This table gives the correspondence:
| Name | Fixed-length type `T` | Variable-length type `T` | Notes |
|--------------------------|-----------------------|-----------------------------------------------|-----------------------------------------------------------------------------------------|
| Immutable reference | `&T` | `&T` | |
| Mutable reference | `&mut T` | [`Pin<&mut T>`](std::pin::Pin) | `Pin<>` required for safety, see below |
| Owning, non-allocated | `T` | [`Owned<'storage, T>`](https://docs.rs/varlen/latest/varlen/owned/struct.Owned.html) | `Owned` is still a pointer to `T`'s payload |
| Owning, allocated | [`Box`] | [`VBox`](https://docs.rs/varlen/latest/varlen/vbox/struct.VBox.html) | |
| Sequence | [`Vec`] | [`Seq`](https://docs.rs/varlen/latest/varlen/seq/struct.Seq.html) | `Seq` has tightly-packed _variable-size_ elements. Random access is somewhat restricted |
| String | [`String`] | `Str` | String payload immediately follows the size, no pointer following |
| Array (fixed-size elems) | [`Box<[u16]>`] | [`Array`](https://docs.rs/varlen/latest/varlen/array/struct.Array.html) | Array payload immediately follows the size, no pointer following |
| Tuple | `(T, U)` | `Tup2` | Field `U` might not be at a statically known offset from start of object |
| Clone | `Clone::clone()` | `VClone::vclone()` | |
| Copy | | `VCopy::vcopy()` | |
# Use of `Pin`
Mutable references to variable-length types use [`Pin<&mut T>`](std::pin::Pin) rather than
`&mut T`. By doing so, we prevent patterns such as calling [`std::mem::swap`] on
variable-length types. Such patterns would be a safety hazard, because the part of the type
that the Rust compiler knows about when calling [`std::mem::swap`] is just the
"fixed-size head" of the type. However, almost all variable-length types additionally have a
"variable-sized tail" that the Rust compiler doesn't know about. Swapping the head but not
the tail could violate a type's invariants, potentially breaking safety.

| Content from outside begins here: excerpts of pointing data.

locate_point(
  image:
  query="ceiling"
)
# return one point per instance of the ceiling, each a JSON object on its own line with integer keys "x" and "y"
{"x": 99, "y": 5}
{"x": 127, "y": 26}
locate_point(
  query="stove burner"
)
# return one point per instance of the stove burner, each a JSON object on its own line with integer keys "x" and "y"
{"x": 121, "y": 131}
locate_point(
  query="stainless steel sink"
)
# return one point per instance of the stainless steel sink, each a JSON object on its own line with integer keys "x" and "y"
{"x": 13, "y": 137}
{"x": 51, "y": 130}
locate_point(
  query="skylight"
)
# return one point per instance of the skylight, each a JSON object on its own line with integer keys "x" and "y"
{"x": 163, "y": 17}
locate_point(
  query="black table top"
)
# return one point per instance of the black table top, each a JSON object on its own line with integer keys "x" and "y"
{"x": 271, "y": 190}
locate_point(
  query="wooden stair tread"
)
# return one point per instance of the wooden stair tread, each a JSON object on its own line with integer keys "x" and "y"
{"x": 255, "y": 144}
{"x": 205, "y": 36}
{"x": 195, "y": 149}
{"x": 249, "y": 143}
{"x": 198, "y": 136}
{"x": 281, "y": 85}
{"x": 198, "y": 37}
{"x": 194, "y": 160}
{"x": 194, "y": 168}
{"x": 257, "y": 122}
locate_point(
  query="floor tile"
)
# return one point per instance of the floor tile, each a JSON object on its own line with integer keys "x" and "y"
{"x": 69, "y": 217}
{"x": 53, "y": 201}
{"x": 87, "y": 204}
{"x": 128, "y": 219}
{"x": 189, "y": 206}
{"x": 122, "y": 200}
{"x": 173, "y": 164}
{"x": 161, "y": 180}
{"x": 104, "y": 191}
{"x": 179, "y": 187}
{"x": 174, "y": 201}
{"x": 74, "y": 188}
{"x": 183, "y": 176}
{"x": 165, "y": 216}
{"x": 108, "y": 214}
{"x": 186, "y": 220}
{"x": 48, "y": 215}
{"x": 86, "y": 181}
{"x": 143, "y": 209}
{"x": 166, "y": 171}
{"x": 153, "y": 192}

If you never write `unsafe` code, you don't need to worry about this issue. The only practical
consequence is that mutable access to a variable-length type is always mediated through
[`Pin<&mut T>`](std::pin::Pin) rather than `&mut T`, and you will have to work with the slightly
more cumbersome `Pin` APIs.
On the other hand, if you write `unsafe` code, you may have to be aware of the following
invariant. If `T` is a variable-length type, we require that any reference `&T` points to
a "valid" `T`, which we consider to be one which has a fixed-length head
(of size `std::mem::size_of::()`) followed by a variable-length tail, and the head and
tail are "consistent" with each other. Here, "consistent" means that they were produced by
a call to one of the type's [`Initializer`] instances. In `unsafe` code, where you might
have access to a `&mut T` (without a `Pin`), you must avoid code patterns which modify the
head without also correspondingly modifying the tail.
# Feature flags
This crate has no *required* dependencies. The following feature flags exist, which can turn
on some dependencies.
* `bumpalo`. Enables support for allocating an [`Owned`](https://docs.rs/varlen/latest/varlen/owned/struct.Owned.html) in an `bumpalo::Bump` arena. Adds a dependency on `bumpalo`.
* `macro`. Enables procedural macro support, for defining variable-length structs using `#[define_varlen]`. Adds a dependency on `varlen_macro`, `syn` and `quote`.
* `doc`. Enables pretty SVG diagrams in documentation. Adds a lot of dependencies.